With both readers and news sources, politics is a huge factor in news bias. On the audience side, it plays a significant role in the news sources people watch and their reactions.

“Depending on where you stand politically, that will definitely affect the information that you receive and how you perceive it,” social science teacher Rosanna Cal said.

In a similar fashion, politics also influences the variety of ways news sources might cover the same event. News coverage on social media tends to be convenient for providing quick information, but that information may not always be straight down to the facts.”

“When people watch the news on TV, they’re only getting very condensed pieces of information and the information being divided will depend on the political view of the station,” Cal said.

Social science teacher and Director of Forensics Benjamin Gaddis said that another contributor to news bias is confirmation bias.

“People are seeking out things that they agree with, rather than confronting just facts being written and not necessarily delivered through someone’s tone or opinion,” Gaddis said. “The main issue is both confirmation bias and niche news. The more I’m looking for someone to agree with me and write something that confirms the beliefs that we have already.”

Confirmation bias can cause readers to quickly jump to opinions instead of fully engaging with the nuance of issues.

“I think that people need to read as many things as possible,” Gaddis said. “ They need to find things that either make them uncomfortable or just give them the facts so that they get to make up the opinions afterwards.”

Although news bias can be portrayed negatively, it also gives viewers a chance to see other perspectives on a side of the spectrum they may not have otherwise looked at. English teacher Robert Boerth explained the importance of checking multiple sources when reading the news and the main issue with news bias.

“When I read the news, I never look at just one source,” Boerth said. “Typically I will look at Fox News, CNN [and] USA Today. Every single day you can see that they are often covering the same stories, but they obviously all have different slants.”
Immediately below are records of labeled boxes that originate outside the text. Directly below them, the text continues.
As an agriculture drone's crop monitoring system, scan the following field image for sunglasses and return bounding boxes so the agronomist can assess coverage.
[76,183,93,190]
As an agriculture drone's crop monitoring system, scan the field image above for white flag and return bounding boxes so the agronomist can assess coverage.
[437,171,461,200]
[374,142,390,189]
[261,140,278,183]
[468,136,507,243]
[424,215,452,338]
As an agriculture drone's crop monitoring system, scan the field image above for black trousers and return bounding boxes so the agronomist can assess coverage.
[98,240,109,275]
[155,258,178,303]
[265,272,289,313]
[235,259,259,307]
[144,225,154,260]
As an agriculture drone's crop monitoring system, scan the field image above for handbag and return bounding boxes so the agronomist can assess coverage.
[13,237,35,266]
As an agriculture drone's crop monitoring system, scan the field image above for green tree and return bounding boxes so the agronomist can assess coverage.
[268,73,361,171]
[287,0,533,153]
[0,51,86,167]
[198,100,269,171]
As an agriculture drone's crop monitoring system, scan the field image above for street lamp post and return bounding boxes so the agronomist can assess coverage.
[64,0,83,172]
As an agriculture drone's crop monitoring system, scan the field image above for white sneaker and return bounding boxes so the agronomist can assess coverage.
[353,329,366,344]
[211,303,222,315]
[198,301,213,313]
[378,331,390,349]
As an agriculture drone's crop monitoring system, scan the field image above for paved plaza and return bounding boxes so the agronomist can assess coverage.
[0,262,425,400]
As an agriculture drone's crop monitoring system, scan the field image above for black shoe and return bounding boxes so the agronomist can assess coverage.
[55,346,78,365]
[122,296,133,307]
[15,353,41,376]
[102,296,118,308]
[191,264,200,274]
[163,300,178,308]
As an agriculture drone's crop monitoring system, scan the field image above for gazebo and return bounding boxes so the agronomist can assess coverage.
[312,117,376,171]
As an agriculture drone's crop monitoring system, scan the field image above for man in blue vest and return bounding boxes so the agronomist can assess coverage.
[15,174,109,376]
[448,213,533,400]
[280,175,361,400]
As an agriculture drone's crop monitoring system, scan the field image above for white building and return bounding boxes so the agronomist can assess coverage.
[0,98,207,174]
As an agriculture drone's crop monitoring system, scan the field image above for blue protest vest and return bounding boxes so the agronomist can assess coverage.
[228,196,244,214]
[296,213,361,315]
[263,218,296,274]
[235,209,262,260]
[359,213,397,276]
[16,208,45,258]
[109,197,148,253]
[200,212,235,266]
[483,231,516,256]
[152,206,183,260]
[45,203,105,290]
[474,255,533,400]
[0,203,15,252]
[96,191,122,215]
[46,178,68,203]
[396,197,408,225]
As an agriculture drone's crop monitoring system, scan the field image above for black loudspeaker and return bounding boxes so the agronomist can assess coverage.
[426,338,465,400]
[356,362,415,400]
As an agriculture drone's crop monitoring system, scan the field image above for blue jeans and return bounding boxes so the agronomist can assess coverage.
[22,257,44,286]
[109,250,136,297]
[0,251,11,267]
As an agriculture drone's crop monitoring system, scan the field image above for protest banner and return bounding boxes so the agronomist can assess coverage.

The Associated Press, or the AP, is widely considered by many to be one of the most reliable news sources out there. While unbiased news doesn’t exist, balanced news does.

According to the COM Library Media Chart, the Associated Press nearly tops the chart and proves to be a very reliable source for many.

“I trust the Associated Press, as reliable and trustworthy,” Cal said. “I also check out BBC News because the British are known to be blunt about things.”

News biases aren’t going away anytime soon. However, Cal said that in the modern era, it is vital that everybody tries to fight news bias.

“You can stop the news bias,” Cal said. “Having grown up in an era where there’s so much conflicting information, where there’s so much bias and the facts are taking a back seat [Journalists] more than anyone else should know that what you’re doing now needs to be true to the facts, true to the events without any bias and let the reader come to their own conclusion and their own opinion.”